Another feature of our case was its rare as well as severe clinical manifestation: the SVT of the upper limbs became more complicated with a clinical picture of massive PE, best defined as PE with hemodynamic instability. This is a very rare report; in 1990 Sassu et al [4] reported a case of a patient with recurrent superficial thrombophlebitis of the left arm that developed right-sided PE, but not massive PE. Although Barros et al [5] described a case of post-trauma superficial thrombophlebitis of the basilic vein complicated with PE, also in this case, the PE was not massive, but limited in the basal posterior and lateral segments of the right inferior lobe.
Conclusion
Clinicians are especially careful to prevention of embolism from LEDVT, while they often underestimated the UEDVT and SVT of the upper limb.

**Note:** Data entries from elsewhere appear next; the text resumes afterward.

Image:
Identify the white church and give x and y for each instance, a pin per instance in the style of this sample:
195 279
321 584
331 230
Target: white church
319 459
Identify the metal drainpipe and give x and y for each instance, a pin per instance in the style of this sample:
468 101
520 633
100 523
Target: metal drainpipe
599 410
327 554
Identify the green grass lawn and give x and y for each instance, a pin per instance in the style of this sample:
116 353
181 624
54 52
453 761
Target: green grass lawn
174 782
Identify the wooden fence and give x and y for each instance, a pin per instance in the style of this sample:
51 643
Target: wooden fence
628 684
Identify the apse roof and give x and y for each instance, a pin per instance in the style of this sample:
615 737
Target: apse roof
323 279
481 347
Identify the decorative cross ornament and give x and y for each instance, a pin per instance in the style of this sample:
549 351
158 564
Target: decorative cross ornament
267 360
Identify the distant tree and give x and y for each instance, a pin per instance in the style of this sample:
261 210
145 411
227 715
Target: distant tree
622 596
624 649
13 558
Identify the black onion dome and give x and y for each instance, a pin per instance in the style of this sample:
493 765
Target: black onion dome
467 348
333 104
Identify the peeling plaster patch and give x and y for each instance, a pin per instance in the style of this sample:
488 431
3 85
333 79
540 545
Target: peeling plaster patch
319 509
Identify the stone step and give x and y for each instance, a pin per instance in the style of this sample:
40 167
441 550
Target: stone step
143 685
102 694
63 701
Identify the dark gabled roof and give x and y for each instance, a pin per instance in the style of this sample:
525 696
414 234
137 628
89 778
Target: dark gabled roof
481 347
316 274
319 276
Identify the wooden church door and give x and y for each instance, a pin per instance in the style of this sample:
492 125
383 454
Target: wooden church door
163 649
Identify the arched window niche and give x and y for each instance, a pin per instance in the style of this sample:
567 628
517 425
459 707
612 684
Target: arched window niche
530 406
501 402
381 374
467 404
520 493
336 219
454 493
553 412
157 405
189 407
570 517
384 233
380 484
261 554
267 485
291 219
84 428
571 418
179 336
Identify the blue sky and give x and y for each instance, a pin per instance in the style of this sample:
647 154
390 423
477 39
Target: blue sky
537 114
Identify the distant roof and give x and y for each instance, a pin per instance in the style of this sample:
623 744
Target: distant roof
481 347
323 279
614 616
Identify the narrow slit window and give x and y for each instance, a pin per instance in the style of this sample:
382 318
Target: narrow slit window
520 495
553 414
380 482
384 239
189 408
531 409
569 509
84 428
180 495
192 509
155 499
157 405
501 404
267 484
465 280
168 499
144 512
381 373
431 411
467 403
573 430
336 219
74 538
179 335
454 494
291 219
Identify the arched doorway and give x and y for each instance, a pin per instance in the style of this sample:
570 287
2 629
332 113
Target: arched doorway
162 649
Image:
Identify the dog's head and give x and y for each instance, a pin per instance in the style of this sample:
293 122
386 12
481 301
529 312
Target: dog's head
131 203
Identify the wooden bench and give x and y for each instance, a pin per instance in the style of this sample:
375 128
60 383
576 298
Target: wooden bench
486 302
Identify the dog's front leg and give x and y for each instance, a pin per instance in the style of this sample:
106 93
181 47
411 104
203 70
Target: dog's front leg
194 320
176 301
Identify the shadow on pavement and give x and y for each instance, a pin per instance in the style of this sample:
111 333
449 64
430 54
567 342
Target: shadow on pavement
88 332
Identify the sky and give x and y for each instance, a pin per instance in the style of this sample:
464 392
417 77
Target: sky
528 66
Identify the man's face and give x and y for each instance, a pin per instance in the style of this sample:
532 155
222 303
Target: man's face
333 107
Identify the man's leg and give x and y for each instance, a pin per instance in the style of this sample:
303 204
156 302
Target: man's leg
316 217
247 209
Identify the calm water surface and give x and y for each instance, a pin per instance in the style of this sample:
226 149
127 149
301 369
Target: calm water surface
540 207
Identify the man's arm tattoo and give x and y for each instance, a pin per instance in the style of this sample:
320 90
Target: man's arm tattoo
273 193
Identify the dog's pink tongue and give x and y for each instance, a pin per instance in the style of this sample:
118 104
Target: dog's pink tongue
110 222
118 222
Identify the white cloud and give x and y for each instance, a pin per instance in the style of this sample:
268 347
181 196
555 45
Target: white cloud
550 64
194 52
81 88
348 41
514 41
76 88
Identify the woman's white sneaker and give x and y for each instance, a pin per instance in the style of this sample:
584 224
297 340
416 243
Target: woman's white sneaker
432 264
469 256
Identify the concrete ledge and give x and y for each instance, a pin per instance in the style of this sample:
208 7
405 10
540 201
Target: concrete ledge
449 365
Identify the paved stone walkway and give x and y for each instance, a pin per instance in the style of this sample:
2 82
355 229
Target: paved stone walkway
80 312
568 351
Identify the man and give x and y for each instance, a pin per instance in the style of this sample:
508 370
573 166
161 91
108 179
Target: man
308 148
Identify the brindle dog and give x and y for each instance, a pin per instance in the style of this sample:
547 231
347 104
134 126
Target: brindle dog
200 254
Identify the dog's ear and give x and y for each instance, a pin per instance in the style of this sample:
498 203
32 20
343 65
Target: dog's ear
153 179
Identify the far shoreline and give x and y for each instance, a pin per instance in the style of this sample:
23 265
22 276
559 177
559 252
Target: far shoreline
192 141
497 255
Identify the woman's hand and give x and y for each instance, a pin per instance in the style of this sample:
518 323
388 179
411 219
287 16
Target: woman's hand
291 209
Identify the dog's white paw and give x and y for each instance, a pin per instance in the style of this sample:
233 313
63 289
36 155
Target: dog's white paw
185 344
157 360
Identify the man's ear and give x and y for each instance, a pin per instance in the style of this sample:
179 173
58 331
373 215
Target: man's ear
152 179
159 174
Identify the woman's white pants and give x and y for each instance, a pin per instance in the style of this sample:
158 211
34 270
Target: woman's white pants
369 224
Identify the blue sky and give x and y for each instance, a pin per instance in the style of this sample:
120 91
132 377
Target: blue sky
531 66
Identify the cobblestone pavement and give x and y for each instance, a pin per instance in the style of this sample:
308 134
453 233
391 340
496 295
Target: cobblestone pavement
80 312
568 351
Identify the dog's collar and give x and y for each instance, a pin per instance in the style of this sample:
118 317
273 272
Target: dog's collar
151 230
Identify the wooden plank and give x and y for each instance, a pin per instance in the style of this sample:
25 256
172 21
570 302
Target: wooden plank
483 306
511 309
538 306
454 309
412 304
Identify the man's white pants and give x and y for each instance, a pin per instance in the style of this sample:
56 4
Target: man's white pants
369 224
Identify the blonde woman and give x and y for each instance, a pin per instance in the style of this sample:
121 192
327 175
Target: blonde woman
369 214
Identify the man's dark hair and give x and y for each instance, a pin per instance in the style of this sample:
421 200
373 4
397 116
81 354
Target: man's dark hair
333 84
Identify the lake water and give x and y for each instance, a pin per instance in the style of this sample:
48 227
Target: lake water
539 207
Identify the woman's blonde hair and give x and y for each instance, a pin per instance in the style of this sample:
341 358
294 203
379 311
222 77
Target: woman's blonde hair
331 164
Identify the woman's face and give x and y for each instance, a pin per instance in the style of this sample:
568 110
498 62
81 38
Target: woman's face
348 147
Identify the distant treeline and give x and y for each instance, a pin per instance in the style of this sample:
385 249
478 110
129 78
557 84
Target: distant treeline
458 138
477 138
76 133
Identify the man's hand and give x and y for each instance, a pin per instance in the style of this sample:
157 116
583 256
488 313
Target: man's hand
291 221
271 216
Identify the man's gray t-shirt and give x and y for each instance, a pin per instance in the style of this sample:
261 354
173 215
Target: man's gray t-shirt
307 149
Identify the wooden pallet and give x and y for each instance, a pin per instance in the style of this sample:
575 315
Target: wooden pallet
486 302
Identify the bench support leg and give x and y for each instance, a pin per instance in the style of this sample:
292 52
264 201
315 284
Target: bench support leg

Thanks to advances in the understanding of the pathophysiology of the SVT and the chance to make an early diagnosis, this complication although rare should be appropriately prevented, especially in cancer patients at high risk thrombosis, and its diagnosis for suspected serious complications can result. Our case is an example of the summation of numerous thrombotic risk factors simultaneously present, triggering a cascade of reactions and resulting in a potential fatal clinical manifestation.
Conflicts of Interest
The authors declare no conflict of interest.